Shock, vascular surgery, and small bowel transplantation are clinical conditions that are associated with mesenteric ischemia- reperfusion injury [4]. The interruption of the blood supply results in ischemic injury that rapidly damages metabolically active tissues [5]. Paradoxically, restoration of blood flow to the ischemic tissue initiates a cascade of events that may lead to additional cellular injury known as reperfusion injury [6]. Ischemia-reperfusion injury can result in tissue damage caused by the generation of oxygen free radicals, neutrophilic infiltration, and mucosal apoptosis [5]. Among all internal organs, the intestine is probably the most sensitive to ischemia-reperfusion injury [5]. The reduction of blood supply results in damage to the intestinal mucosa [6]. Enterocytes that are located at the tips of the villi are very sensitive to the effects of ischemia [6]. Gas-producing bacteria enter the bowel wall when the circulation is compromised [2]. Therefore, pneumatosis intestinalis can occur during these circumstances. Although there was already an internal hernia, she had no signs or symptoms due to the maintenance of essential blood flow to the herniated bowel in this case. However, low blood pressure and low blood flow led to the incarceration of the herniated bowel. During reperfusion, the incarcerated bowel became edematous and caused tissue damage. The gas-producing bacteria had entered the bowel wall through the break point of intestinal integrity. The pathologic finding of a hemorrhagic infarction of the small intestine with congestion of the submucosal blood vessels and multiple foci of necrotic changes and thin walls might support the diagnosis of ischemia-reperfusion injury. Pneumatosis intestinalis in the patient with blunt abdominal trauma increase the clinician’s concerns about the occurrence of rapidly fatal, but potentially correctable conditions, such as bowel ischemia and/or necrosis [3]. Subsequently, in those cases, the recovery of the patient is delayed, morbidity is increased, and multiple organ failures occur [6]. Fortunately, we found this injury early due to the decrease in blood pressure and hemoglobin levels. An early repeat CT scan was able to find this ischemia-reperfusion injury due to the decreased blood flow and hemoglobin levels.

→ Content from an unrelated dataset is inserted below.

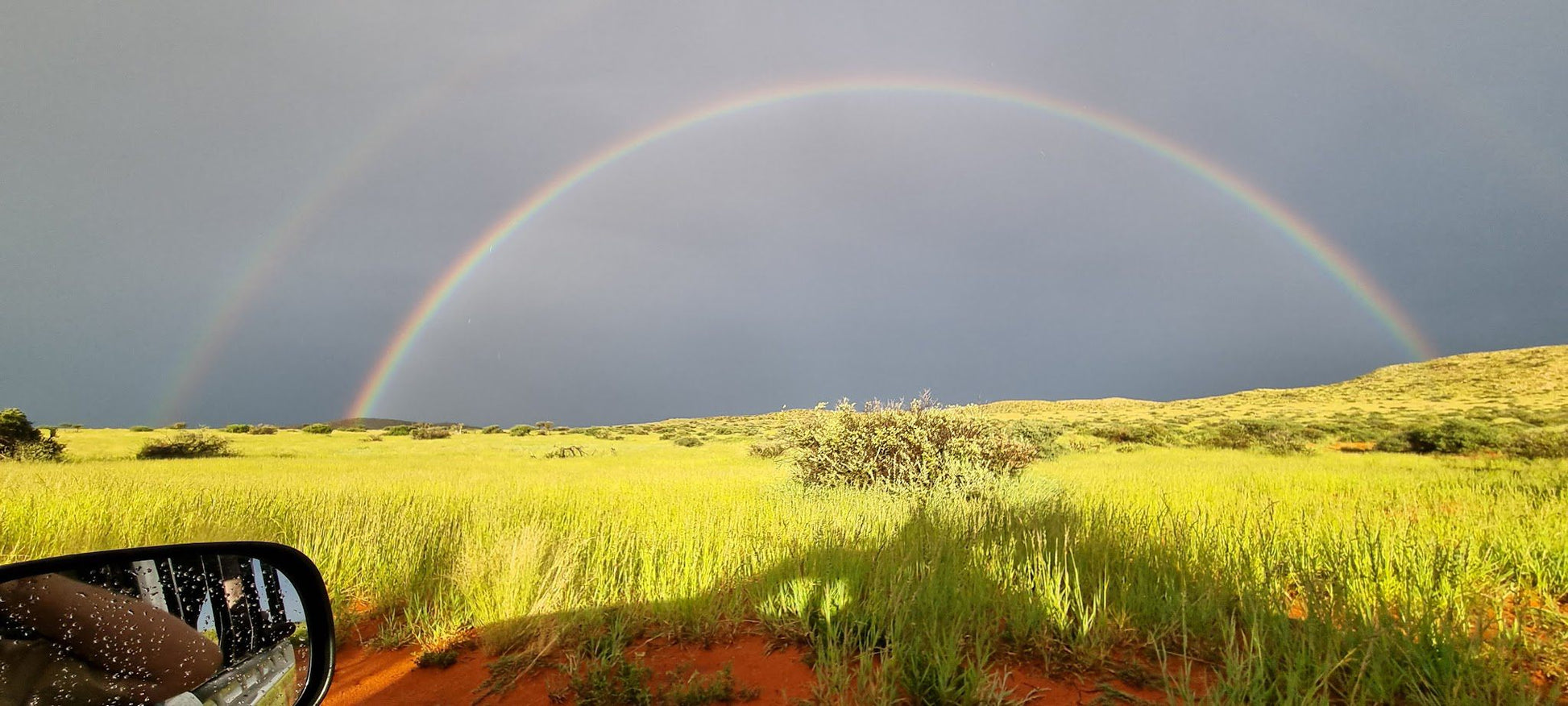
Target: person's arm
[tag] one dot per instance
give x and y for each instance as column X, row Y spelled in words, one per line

Prior to this case, an ischemia-reperfusion injury of the intestine due to blunt trauma had not yet been reported. We present this case of ischemia-reperfusion injury of the intestine due to blunt trauma. Meticulous examination and abdominal follow up CT scan must be needed for patient who had prior abdominal surgery and symptoms of intermittent ileus.

Acknowledgments

This work was supported by clinical research grant from Pusan National University Hospital in 2017.